Nearly five months after Haiti's first elected government was toppled, support for "Titid," as Aristide is affectionately known among Montreal's 60,000-member Haitian community and supporters elsewhere, has never faltered. Community leaders say it has even increased.
"Even for those people who will never go back [to Haiti], the situation is important," says Jean-Claude Icart, leader of the Quebec resistance movement. "It's a question of identity."
Partly in response to this vocal community, Canadian Prime Minister Brian Mulroney and Secretary of State for External Affairs Barbara McDougall earlier took a tough line including statements that imply Canada would support military force to reverse the coup.
Sentiments here grew hot after a Jan. 31 United States Supreme Court decision permitting the Bush Administration to return 15,000 refugees who fled Haiti.

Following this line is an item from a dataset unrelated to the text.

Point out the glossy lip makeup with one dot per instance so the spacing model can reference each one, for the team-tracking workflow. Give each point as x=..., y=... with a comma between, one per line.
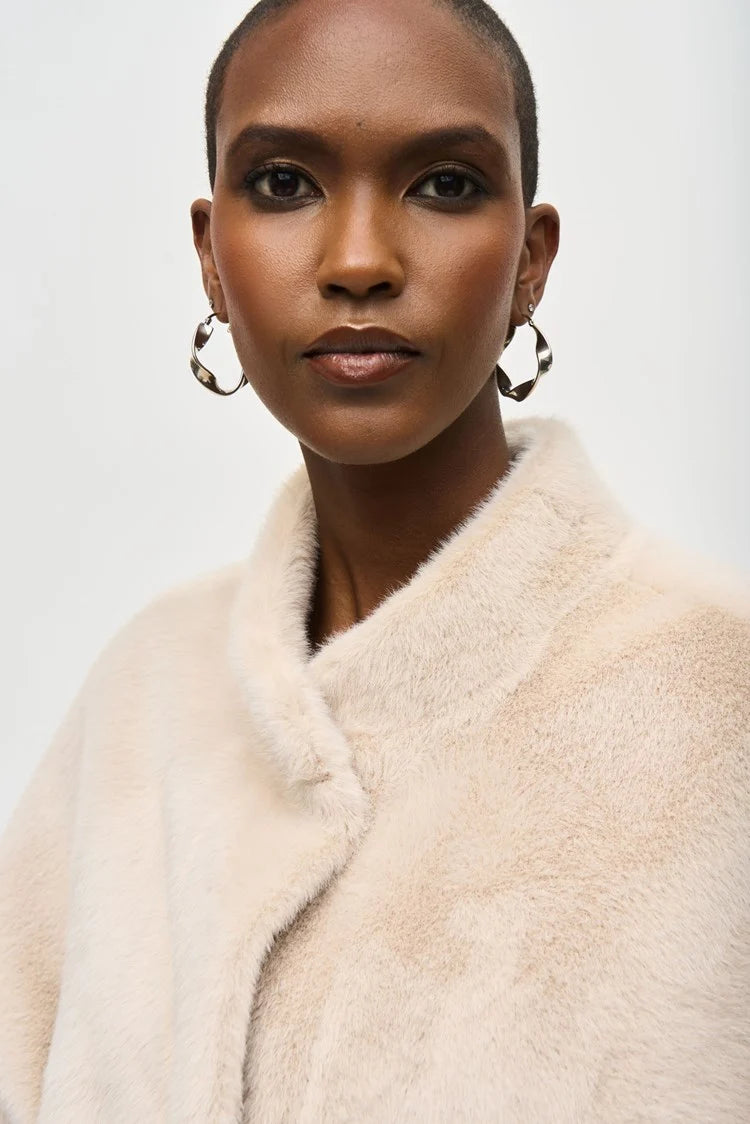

That decision was reinforced by another high-court decision Feb. 24 upholding the administration on the issue. Several thousand refugees have been returned despite concern for their safety.
"We have been shocked by the decision to return the refugees," says Mr. Boucherreau, the blunt-spoken community leader. "We think that President George Bush is a hypocrite and an assassin."
In December, Aristide gathered support in Montreal, where his roots run deep. From 1984 to 1986 he studied at the University of Quebec in Montreal, recruiting several Cabinet ministers from Haitian expatriates he met. Claude Jean-Francois, a Montreal physician, was one of them.
Dr. Jean-Francois became Aristide's health minister just nine days before the coup destroyed the elected government and sent him and others into hiding. He is one of only two ministers to be allowed to leave Haiti. At least 10 others remain in hiding or in embassies in Haiti.
"I went, like the others, underground to save our lives," he says. "It was the first impression I had that the Haitian people are a great people, because they treated us with such kindness."
Jean-Francois was on the run for five weeks before gaining asylum in the Argentine Embassy. The military junta permitted his return to Montreal Jan. 22.
Despite hopeful signs in Washington, he worries the deal may cost Aristide and Haiti too much.
"We have to see what in that agreement really is fact," Jean-Francois says. "Democracy, justice, human rights have to receive some kind of respect."
Both Mr. Icart and Jean-Francois say it is important that Aristide now be allowed to return quickly, and that the OAS help bring the military under control.
"What's at stake is not just the future of Haiti, but also the stability of the Caribbean and of Latin America," Icart contends.
"The OAS must give to the Haitian people the power to reinforce democracy," Jean-Francois says. "If not we will continue to suffer. What we need is a real democratic process with prospects for the future."